Aside the lesson functions, I created additional functions that use the S channel from the HLS color space and the Y channel from the CMYK color space. The Y channel makes the yellow line easier to filter.

binary image

3. Describe how (and identify where in your code) you performed a perspective transform and provide an example of a transformed image.

The code for my perspective transform includes a function called warper(), which appears in the code cell #13 in the jupyter notebook. The warper() function takes as inputs an image (img), as well as source (src) and destination (dst) points. I chose the hardcode the source and destination points in the following manner:

src =np.float32( [[576,461],[707,461],[254,678],[1056,678]])
dst = np.float32([[254,50],[1056,50],[254,719],[1056,719]])

This resulted in the following source and destination points:

Source Destination
576,461 254,50
707,461 1056,50
254,678 254,719
1056,678 1059,719

I verified that my perspective transform was working as expected by drawing the src and dst points onto a test image and its warped counterpart to verify that the lines appear parallel in the warped image.

Unwrap test image

4. Describe how (and identify where in your code) you identified lane-line pixels and fit their positions with a polynomial?

I used the convolution method for line detection. It was harder than using the histogram method but it was an interesting challenge.

I improved the code given in the lessons by adding the following features:

  • filter out the empty windows. If the max value of a search window is lower than valid_threshold ( = 0) then the window is not added on the list.
  • fine tuned the variables (window width, margin, etc)
  • Instead of averaging the line coefficients of the last frames, I used the the valid points of the last n frames for np.polyfit.

Then I did some other stuff and fit my lane lines with a 2nd order polynomial in the Line class, in code cell #46. The result is like this:

polyfit

5. Describe how (and identify where in your code) you calculated the radius of curvature of the lane and the position of the vehicle with respect to center.

I did this in code cell #46 in the jupyter notebook. In the update method of the Line() class, the self.radius_of_curvature and self.line_base_pos are calculated

6. Provide an example image of your result plotted back down onto the road such that the lane area is identified clearly.

I implemented this step in code cell #48 in the jupyter notebook in in the function processFrame(image). Here is an example of my result on a test image:

polyfit


Pipeline (video)

1. Provide a link to your final video output. Your pipeline should perform reasonably well on the entire project video (wobbly lines are ok but no catastrophic failures that would cause the car to drive off the road!).

Here's a my final video output. link to my video result


Discussion

1. Briefly discuss any problems / issues you faced in your implementation of this project. Where will your pipeline likely fail? What could you do to make it more robust?

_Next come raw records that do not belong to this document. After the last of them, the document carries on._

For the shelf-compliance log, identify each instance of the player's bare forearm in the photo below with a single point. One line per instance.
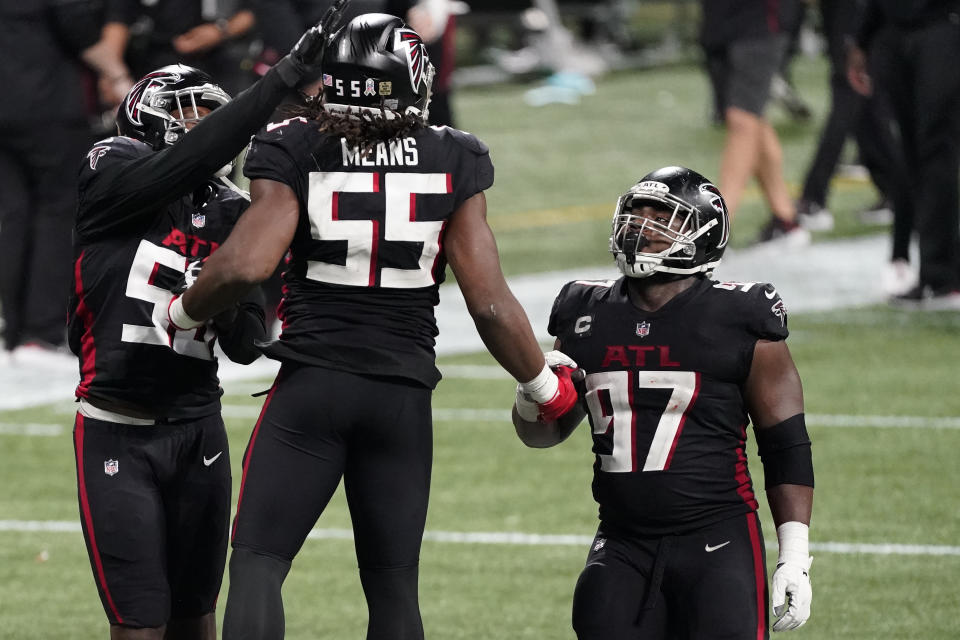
(790, 503)
(505, 330)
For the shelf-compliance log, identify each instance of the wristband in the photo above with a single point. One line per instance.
(543, 388)
(793, 537)
(178, 316)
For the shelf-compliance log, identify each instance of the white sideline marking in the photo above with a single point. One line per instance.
(816, 419)
(531, 539)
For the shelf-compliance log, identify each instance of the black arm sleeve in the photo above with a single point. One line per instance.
(140, 186)
(238, 332)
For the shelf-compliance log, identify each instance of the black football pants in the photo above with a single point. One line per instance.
(318, 426)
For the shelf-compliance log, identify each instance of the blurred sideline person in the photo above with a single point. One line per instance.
(210, 36)
(372, 204)
(674, 366)
(153, 467)
(44, 133)
(870, 121)
(744, 42)
(913, 46)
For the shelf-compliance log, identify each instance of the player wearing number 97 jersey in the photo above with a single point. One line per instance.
(676, 366)
(369, 204)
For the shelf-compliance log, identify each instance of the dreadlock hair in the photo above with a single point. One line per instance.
(362, 129)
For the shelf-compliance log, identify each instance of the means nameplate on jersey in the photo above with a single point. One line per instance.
(395, 153)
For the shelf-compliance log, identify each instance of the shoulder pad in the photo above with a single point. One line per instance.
(573, 299)
(466, 140)
(760, 307)
(115, 148)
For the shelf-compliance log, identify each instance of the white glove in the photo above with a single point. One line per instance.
(527, 407)
(791, 593)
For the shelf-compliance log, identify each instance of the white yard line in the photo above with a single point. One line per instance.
(528, 539)
(252, 411)
(824, 276)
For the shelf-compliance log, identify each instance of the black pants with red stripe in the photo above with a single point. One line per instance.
(155, 510)
(317, 426)
(708, 584)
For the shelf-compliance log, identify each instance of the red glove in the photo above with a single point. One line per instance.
(563, 400)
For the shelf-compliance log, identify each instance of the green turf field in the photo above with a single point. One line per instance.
(880, 388)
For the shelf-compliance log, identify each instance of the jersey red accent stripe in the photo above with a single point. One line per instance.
(683, 421)
(78, 434)
(374, 245)
(758, 575)
(249, 454)
(631, 383)
(88, 349)
(153, 273)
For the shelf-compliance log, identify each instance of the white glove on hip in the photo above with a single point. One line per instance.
(790, 590)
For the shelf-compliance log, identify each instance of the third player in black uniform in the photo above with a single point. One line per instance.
(153, 466)
(676, 365)
(372, 204)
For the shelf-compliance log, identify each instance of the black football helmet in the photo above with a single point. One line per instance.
(373, 60)
(698, 227)
(146, 112)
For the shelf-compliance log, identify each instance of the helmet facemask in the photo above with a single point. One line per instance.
(186, 103)
(146, 113)
(678, 224)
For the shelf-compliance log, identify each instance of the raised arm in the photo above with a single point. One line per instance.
(500, 320)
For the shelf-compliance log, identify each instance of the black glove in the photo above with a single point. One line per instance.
(302, 64)
(189, 277)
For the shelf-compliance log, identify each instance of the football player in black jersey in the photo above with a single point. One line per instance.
(153, 468)
(674, 365)
(372, 204)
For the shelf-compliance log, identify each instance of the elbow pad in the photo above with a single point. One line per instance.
(785, 452)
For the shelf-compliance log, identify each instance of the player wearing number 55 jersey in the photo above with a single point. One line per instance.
(372, 204)
(675, 367)
(153, 466)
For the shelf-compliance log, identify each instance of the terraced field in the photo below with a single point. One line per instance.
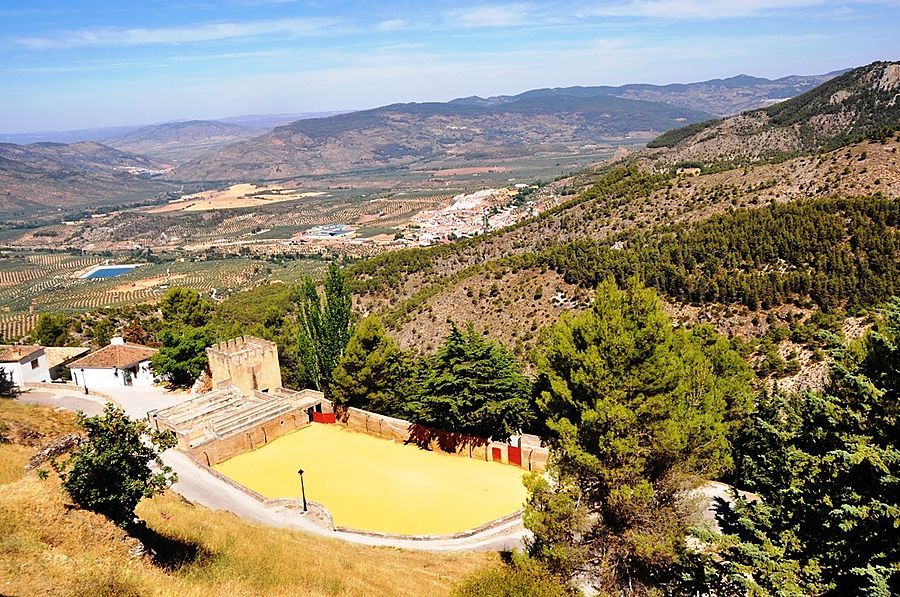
(31, 283)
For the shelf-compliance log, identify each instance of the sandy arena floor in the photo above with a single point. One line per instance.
(378, 485)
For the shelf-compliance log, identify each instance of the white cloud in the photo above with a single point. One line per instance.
(498, 15)
(695, 9)
(392, 25)
(116, 37)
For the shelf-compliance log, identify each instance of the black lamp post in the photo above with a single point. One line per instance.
(302, 489)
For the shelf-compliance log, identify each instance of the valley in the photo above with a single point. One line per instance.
(633, 293)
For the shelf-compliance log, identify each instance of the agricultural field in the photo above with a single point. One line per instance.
(31, 283)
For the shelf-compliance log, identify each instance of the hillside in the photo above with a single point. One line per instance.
(50, 548)
(39, 176)
(721, 97)
(401, 135)
(861, 102)
(178, 142)
(515, 282)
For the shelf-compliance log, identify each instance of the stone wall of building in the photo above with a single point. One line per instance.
(246, 362)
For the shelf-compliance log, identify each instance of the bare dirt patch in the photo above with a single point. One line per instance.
(470, 170)
(234, 197)
(145, 283)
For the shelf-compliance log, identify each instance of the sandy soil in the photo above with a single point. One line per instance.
(375, 484)
(145, 283)
(235, 196)
(469, 171)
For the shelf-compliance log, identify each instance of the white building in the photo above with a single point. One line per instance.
(27, 363)
(119, 364)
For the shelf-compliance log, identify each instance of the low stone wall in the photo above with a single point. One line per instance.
(316, 512)
(221, 449)
(533, 458)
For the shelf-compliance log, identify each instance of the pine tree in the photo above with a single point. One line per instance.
(475, 386)
(373, 374)
(637, 416)
(826, 466)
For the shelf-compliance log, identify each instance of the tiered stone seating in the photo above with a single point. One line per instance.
(247, 418)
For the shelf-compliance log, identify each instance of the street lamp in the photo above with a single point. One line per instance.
(302, 489)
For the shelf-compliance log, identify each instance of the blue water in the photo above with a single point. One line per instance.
(109, 272)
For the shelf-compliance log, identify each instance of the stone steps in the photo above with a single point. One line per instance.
(249, 417)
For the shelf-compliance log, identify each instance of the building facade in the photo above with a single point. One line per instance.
(26, 363)
(119, 364)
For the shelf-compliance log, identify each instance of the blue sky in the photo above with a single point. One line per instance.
(68, 64)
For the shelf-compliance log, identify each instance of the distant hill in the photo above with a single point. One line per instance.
(58, 175)
(178, 142)
(403, 134)
(858, 103)
(721, 97)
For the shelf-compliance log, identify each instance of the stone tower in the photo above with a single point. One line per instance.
(245, 362)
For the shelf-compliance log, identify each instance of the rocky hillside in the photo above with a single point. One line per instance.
(722, 97)
(403, 134)
(57, 175)
(861, 102)
(179, 142)
(515, 282)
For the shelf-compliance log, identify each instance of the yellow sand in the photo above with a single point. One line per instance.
(378, 485)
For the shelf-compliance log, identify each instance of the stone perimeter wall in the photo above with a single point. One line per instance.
(533, 456)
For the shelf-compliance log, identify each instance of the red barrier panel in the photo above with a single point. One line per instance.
(514, 455)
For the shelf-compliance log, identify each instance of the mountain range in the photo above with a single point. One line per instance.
(864, 101)
(36, 176)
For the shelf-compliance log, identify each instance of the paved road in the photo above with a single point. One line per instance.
(198, 486)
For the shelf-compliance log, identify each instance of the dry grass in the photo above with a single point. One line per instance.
(12, 459)
(39, 422)
(49, 548)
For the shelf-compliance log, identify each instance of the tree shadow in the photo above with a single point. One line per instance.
(445, 441)
(167, 552)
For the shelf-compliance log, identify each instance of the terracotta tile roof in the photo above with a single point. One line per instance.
(15, 353)
(115, 355)
(57, 355)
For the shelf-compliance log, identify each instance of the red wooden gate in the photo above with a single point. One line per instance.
(514, 455)
(323, 417)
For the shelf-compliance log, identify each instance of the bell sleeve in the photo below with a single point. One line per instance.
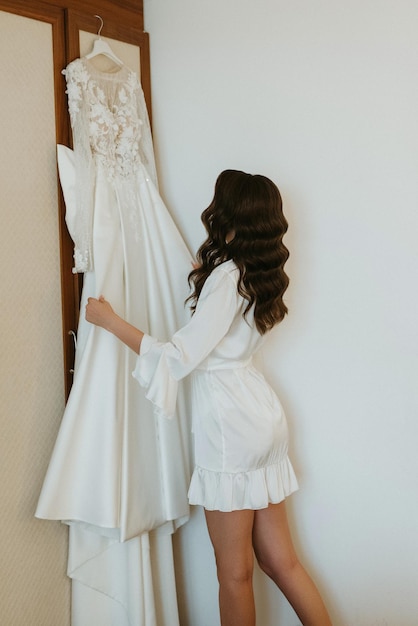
(160, 366)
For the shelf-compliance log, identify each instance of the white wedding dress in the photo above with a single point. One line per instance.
(118, 471)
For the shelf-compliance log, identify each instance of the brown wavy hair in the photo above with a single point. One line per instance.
(249, 207)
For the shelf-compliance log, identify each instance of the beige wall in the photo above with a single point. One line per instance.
(34, 588)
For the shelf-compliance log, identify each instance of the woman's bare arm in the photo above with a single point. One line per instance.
(100, 313)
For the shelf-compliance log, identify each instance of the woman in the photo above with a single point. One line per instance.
(242, 474)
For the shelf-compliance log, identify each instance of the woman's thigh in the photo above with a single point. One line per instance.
(231, 537)
(272, 540)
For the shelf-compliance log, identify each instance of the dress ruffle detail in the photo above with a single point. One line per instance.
(256, 489)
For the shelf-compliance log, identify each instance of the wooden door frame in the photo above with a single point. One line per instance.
(123, 20)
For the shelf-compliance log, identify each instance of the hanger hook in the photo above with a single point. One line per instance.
(101, 24)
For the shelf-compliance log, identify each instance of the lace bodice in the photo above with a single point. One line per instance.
(109, 102)
(111, 129)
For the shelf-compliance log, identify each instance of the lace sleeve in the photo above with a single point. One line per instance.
(146, 146)
(77, 79)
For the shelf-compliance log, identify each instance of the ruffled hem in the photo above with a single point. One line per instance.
(256, 489)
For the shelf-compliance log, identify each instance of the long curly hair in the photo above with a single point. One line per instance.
(247, 211)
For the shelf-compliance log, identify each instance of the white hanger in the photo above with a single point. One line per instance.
(102, 47)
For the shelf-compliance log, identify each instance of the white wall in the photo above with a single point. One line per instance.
(322, 96)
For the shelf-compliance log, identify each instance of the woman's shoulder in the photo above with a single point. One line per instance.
(223, 276)
(227, 267)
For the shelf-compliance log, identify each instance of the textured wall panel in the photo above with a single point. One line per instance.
(33, 586)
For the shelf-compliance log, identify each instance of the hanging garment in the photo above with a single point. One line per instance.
(117, 470)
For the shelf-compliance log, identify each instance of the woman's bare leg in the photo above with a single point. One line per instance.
(231, 536)
(276, 555)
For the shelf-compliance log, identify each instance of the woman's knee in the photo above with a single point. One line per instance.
(236, 571)
(277, 566)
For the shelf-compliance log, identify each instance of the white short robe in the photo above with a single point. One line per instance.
(240, 429)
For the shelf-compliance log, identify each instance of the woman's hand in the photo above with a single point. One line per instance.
(99, 312)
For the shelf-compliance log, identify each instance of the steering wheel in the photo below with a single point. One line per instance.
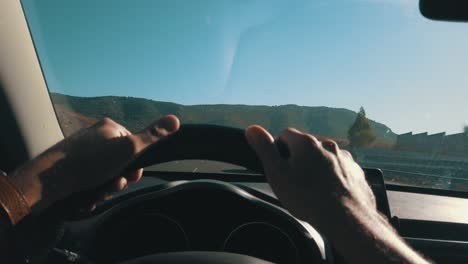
(204, 142)
(216, 143)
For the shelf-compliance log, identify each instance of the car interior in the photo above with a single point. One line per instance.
(196, 217)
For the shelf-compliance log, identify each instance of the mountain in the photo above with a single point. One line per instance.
(135, 113)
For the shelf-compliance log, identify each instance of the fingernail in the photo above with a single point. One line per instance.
(170, 123)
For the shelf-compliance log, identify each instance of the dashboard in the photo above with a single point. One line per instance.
(197, 216)
(161, 216)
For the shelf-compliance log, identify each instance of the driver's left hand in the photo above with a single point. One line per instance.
(88, 159)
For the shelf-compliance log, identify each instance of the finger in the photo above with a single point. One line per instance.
(133, 176)
(331, 146)
(264, 146)
(115, 186)
(347, 154)
(154, 132)
(297, 141)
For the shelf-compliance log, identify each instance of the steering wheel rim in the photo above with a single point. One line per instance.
(203, 142)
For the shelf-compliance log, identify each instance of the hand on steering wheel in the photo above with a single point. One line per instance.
(90, 158)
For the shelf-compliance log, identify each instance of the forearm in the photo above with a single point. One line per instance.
(364, 236)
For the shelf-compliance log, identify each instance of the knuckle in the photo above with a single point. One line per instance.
(311, 139)
(156, 131)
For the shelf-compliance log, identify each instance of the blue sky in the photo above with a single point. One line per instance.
(408, 72)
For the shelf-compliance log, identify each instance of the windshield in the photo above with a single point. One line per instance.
(374, 75)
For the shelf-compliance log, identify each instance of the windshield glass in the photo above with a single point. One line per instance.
(374, 75)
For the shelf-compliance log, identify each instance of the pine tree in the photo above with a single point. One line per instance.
(361, 134)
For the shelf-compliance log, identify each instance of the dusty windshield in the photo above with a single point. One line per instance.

I used the recommended pipeline with a few improvements

  • I used the Y color channel from the CMYK color space to detect the yellow line even when it was blurred
  • I filtered out the empty cendroid windows during the window search

I could make the pipeline more robust by:

  • filtering the polylines with a PID controller. It is in the next part of the course, I hope I will implement it later.
  • detect frames with different intensity and apply different thresholds for the binary thresholds for each intensity level (bright, normal, dark)
  • rebuild not detected centroids by offsetting the centroids of the other line

Dark and light frames are now always correctly detected. The current pipeline filters out a few bad frames but it cannot be applied on a video with many difficult frames.